If you lie to an older adult about a health concern or financial situation, this individual may not trust your advice when it’s actually needed. While there are many ways to tell a truth, lying–or attempting to hide the truth–rarely works well and can make a situation much worse.
Do not parent your parent
Don’t tell her what to do or give her orders. This can be difficult, especially when the subject is a specific financial decision, such as how to handle a monthly medical expense or stop excessive credit card charges.
Be careful not to make statements that sound like you’re talking down to your older adult or being critical of his choices. The best way to accomplish what you want is to stay positive, repeat your goals, and propose solutions that you both feel are appropriate.

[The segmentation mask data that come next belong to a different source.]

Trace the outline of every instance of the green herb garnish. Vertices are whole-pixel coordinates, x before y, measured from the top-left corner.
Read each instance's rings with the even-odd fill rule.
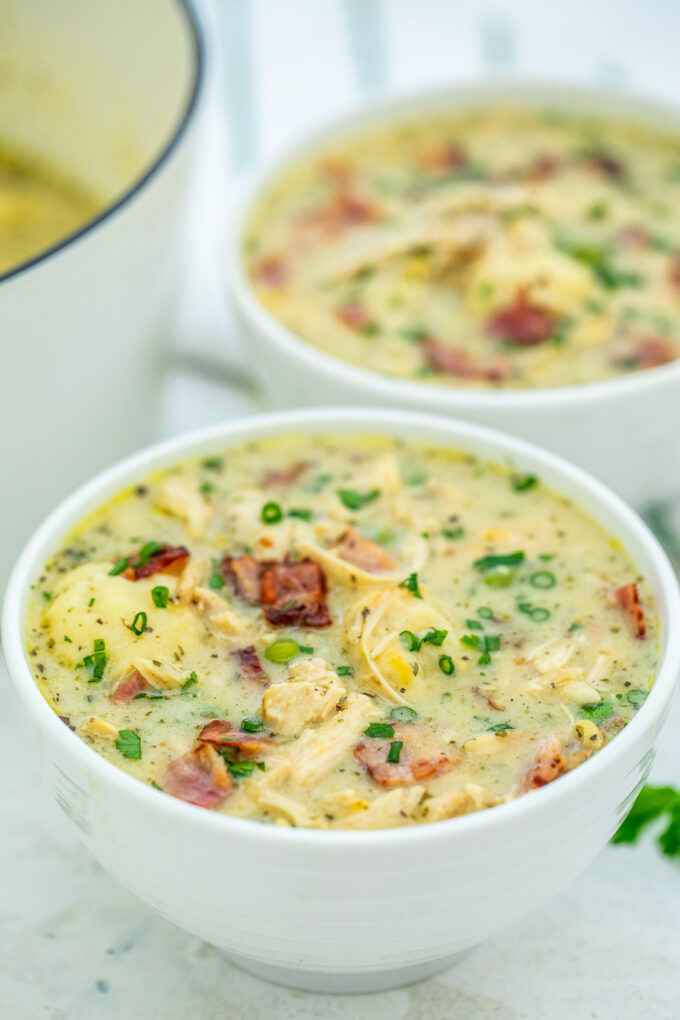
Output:
[[[452,541],[456,541],[458,538],[463,538],[465,535],[465,528],[460,525],[457,528],[442,528],[442,535],[444,538],[450,538]]]
[[[305,510],[302,507],[293,507],[292,510],[288,511],[288,516],[289,517],[295,517],[299,521],[311,521],[311,519],[312,519],[312,511],[311,510]]]
[[[270,662],[277,662],[279,664],[284,662],[290,662],[300,651],[300,646],[297,641],[293,641],[292,638],[278,638],[276,641],[272,641],[271,644],[267,645],[264,650],[265,659],[269,659]]]
[[[365,737],[393,737],[394,727],[389,723],[372,722],[364,730]]]
[[[581,705],[581,711],[593,722],[599,723],[614,714],[614,706],[611,701],[603,698],[597,705]]]
[[[417,637],[412,630],[402,630],[399,635],[399,639],[402,645],[408,649],[409,652],[419,652],[422,641]]]
[[[518,567],[524,562],[523,552],[501,553],[499,555],[482,556],[475,560],[477,570],[496,570],[498,567]]]
[[[104,676],[106,669],[106,645],[103,638],[95,638],[92,655],[86,655],[83,659],[83,666],[90,674],[88,683],[97,684]]]
[[[372,503],[380,495],[380,489],[371,489],[370,492],[356,492],[355,489],[338,489],[338,498],[348,510],[361,510],[368,503]]]
[[[390,744],[390,749],[387,752],[387,760],[390,765],[398,765],[399,758],[401,757],[401,749],[404,746],[403,740],[393,740]]]
[[[423,634],[423,642],[426,645],[435,645],[439,648],[444,643],[444,638],[448,634],[448,630],[437,630],[436,627],[430,627],[426,634]]]
[[[418,718],[418,713],[414,708],[409,708],[408,705],[397,705],[390,712],[390,719],[394,722],[415,722]]]
[[[314,655],[314,649],[311,645],[300,645],[300,651],[304,655]]]
[[[456,667],[450,655],[439,656],[439,668],[442,673],[446,673],[447,676],[453,676],[456,672]]]
[[[533,585],[534,588],[554,588],[557,584],[557,579],[549,570],[536,570],[529,578],[529,584]]]
[[[208,585],[214,590],[219,591],[220,588],[224,588],[224,578],[218,570],[214,570],[208,580]]]
[[[118,574],[122,574],[124,570],[127,570],[129,566],[130,560],[127,556],[124,556],[122,559],[118,560],[115,566],[111,567],[109,570],[109,577],[117,577]]]
[[[646,699],[647,694],[645,691],[632,690],[628,691],[628,693],[626,694],[626,701],[628,702],[629,705],[632,705],[633,708],[640,708],[640,706],[644,704]]]
[[[422,599],[423,597],[420,588],[418,587],[417,574],[409,574],[408,577],[404,578],[403,581],[399,582],[398,587],[406,588],[406,591],[410,591],[411,595],[413,595],[417,599]]]
[[[354,676],[353,666],[338,666],[335,672],[338,676]]]
[[[510,482],[515,492],[528,492],[538,485],[538,478],[536,475],[513,475]]]
[[[146,624],[147,624],[146,613],[139,612],[135,614],[135,618],[130,624],[128,629],[131,630],[133,634],[136,634],[137,637],[139,637],[146,630]]]
[[[252,776],[255,770],[254,761],[234,761],[229,763],[232,776]]]
[[[259,733],[260,730],[264,729],[264,723],[259,722],[257,719],[242,719],[241,729],[244,733]]]
[[[157,584],[151,589],[151,599],[158,609],[165,609],[170,598],[170,591],[164,584]]]
[[[667,826],[657,843],[668,857],[680,856],[680,791],[672,786],[644,786],[612,843],[635,843],[643,829],[663,818]]]
[[[283,510],[278,503],[265,503],[260,511],[260,520],[263,524],[278,524],[283,520]]]
[[[193,687],[194,684],[197,684],[197,683],[198,683],[198,677],[196,676],[196,670],[192,669],[191,673],[189,673],[189,676],[186,678],[186,680],[182,684],[182,690],[183,691],[188,691],[190,687]]]
[[[119,730],[116,748],[131,761],[139,761],[142,757],[142,741],[134,730]]]

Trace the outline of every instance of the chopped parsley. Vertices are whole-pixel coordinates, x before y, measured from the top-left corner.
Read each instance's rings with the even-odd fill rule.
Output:
[[[482,556],[475,560],[477,570],[497,570],[498,567],[518,567],[524,562],[523,552],[500,553],[498,555]]]
[[[242,719],[241,729],[244,733],[259,733],[260,730],[264,729],[264,723],[261,723],[258,719]]]
[[[408,705],[397,705],[390,712],[390,719],[394,722],[415,722],[418,718],[418,713],[415,708],[409,708]]]
[[[439,668],[442,673],[446,673],[447,676],[453,676],[456,672],[456,667],[450,655],[439,656]]]
[[[124,570],[127,570],[129,566],[130,560],[127,556],[124,556],[122,559],[118,560],[113,567],[111,567],[109,570],[109,577],[117,577],[118,574],[122,574]]]
[[[410,591],[417,599],[422,599],[423,597],[420,588],[418,587],[418,575],[415,573],[409,574],[403,581],[400,581],[398,587],[406,588],[406,591]]]
[[[106,669],[106,645],[103,638],[95,638],[92,655],[86,655],[83,659],[83,666],[90,674],[88,683],[98,684],[104,676]]]
[[[443,644],[444,638],[448,634],[448,630],[437,630],[436,627],[430,627],[426,634],[423,634],[423,642],[426,645],[435,645],[439,647]]]
[[[455,541],[458,538],[463,538],[465,535],[465,528],[460,525],[457,528],[442,528],[442,535],[444,538],[450,538]]]
[[[393,740],[390,744],[390,749],[387,752],[387,760],[390,765],[398,765],[399,758],[401,757],[401,749],[404,746],[403,740]]]
[[[614,714],[614,706],[607,698],[603,698],[597,705],[581,705],[581,711],[588,719],[599,723]]]
[[[260,511],[260,520],[263,524],[278,524],[283,520],[283,510],[278,503],[265,503]]]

While you may be in a position of taking charge of many things in an older adult’s life, be aware that you are not becoming their parent. Instead, you are hopefully trying to help them maintain dignity, even though aspects of their existence need additional support from others
Do not promise more than you can deliver
This is very difficult because it is easy to say, “I will never put you in a nursing home.” However, if this becomes necessary later on, you will feel horribly guilty. Rather than make an unrealistic promise, it is far better to “promise” what you can do, such as remain emotionally connected no matter what happens. This is vital even though you cannot promise what you may or may not do–if circumstances change down the road.
Do not threaten or coerce
Threats and coercion are counterproductive and usually don’t work. If your parent or aging friend has lost her driving privileges because she can’t see well enough to drive anymore, she may be afraid to discuss this important subject with you. A little gentle empathy could go a long way toward opening up discussions around difficult issues, especially if what’s being discussed is something she sees as a potential threat.
“I can see that you’re concerned about losing your independence, so I understand why you feel the need to keep driving. However, I’d like to know what alternatives you’d like to pursue.”
As tempting as this might be, especially when the older adult is being obstinate, do not threaten or coerce (like taking away her/his driver’s license). This will only fan the emotional fire and leave everyone feeling worse.
You might say: “I understand that you’d like to stay on the road, but we do need to think about the safety of other people around you.”
A common frustration in dealing with an older adult who wants to do something wrong is that they can’t see how they’re making a mess of things. For this reason, it may be helpful to consider other ideas or considerations ahead of time. For example, “How likely is it that….” are useful questions to ask when talking about the possible consequences of a particular situation.
Do not try to solve or resolve everything at once
Difficult discussions and topics are challenging for emotional, symbolic and real reasons. Family lives are always a work in progress. You must work to make it “progress” in the right direction, rather than make it a rush to completion.